CUCS Director of Street Medicine Bonnie Coover on the streets
of New York tending to a man in need.

Andrew Zimmern is a chef I didn’t know about until he launched his What’s Eating America series on MSNBC three weeks ago. James Taylor is a musician who I’ve known about since he burst on the scene in 1970 at the age of 22 with Fire and Rain, which for me remains to this day as one of the most sublime “rock” songs ever recorded. This week their respective life stories converged in one of those serendipitous ways popular culture makes possible.

In the recent installment of Zimmern’s series he explored his early — near terminal — struggles with drug addiction and tied it to the surprising (for me at least) scourge of drug use in the restaurant industry. He had been on the brink of stardom in the food service business when his uncontrollable drug use brought him down and landed him — through the intervention of friends — in a rehab facility in Minnesota. The first two episodes of What’s Eating America introduced Zimmern as one of our new compassionate, crusading cohort of celebrity chefs, inspired I trust by the example of Anthony Bourdain.
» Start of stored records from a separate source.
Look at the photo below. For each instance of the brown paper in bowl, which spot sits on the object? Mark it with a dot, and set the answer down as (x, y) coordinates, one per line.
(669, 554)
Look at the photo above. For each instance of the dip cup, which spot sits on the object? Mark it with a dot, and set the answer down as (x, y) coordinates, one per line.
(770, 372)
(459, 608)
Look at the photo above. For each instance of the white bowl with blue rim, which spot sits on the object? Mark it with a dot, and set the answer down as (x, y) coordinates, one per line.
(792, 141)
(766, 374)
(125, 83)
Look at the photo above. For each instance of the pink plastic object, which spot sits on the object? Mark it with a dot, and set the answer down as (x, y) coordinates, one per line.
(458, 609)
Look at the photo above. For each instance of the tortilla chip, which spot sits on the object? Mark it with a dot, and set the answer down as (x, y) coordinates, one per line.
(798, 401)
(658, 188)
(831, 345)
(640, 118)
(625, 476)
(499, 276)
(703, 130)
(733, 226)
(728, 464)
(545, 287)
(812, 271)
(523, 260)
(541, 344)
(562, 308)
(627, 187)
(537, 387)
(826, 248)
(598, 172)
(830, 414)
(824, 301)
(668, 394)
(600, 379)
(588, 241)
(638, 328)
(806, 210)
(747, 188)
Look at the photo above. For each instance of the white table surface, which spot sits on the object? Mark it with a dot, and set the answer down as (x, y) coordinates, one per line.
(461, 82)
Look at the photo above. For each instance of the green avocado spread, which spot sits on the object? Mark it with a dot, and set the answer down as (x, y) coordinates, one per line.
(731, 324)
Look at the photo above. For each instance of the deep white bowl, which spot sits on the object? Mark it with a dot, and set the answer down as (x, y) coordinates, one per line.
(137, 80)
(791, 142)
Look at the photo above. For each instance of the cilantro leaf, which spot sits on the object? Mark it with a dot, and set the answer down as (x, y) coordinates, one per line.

Episode one focused on our reliance on immigrants to feed us. Episode two focused on the threat of climate change on our food supply. I won’t demean the efforts of those first two shows by calling them liberal dream programming, though they were. Far more importantly they were acts of humanism in its purest form.

Though unfamiliar with the dominance of drugs in the restaurant business, I was well aware of its impact on the rock culture I grew up on. How could one not be given its pervasiveness in rock lyrics and rock biographies. I knew superficially about James Taylor’s struggle with addiction, but his new memoir which he recently discussed in an interview with Malcolm Gladwell covers it in rich detail. The most striking detail for me was when he seemed to reach rock bottom while pursuing a music career as a teenager in New York City. His father called from North Carolina to find how he was doing and caught him at such a pieces on the ground moment that James did exactly as he was told and stayed in his apartment until his father could drive up from the South to retrieve him. After six months of sobering up at home, he went off to seek his fortune in London, where in a sudden, near hallucinogenic interlude he managed to hook up with Peter Asher, meet the Beatles, and sign a record contract that launched his career.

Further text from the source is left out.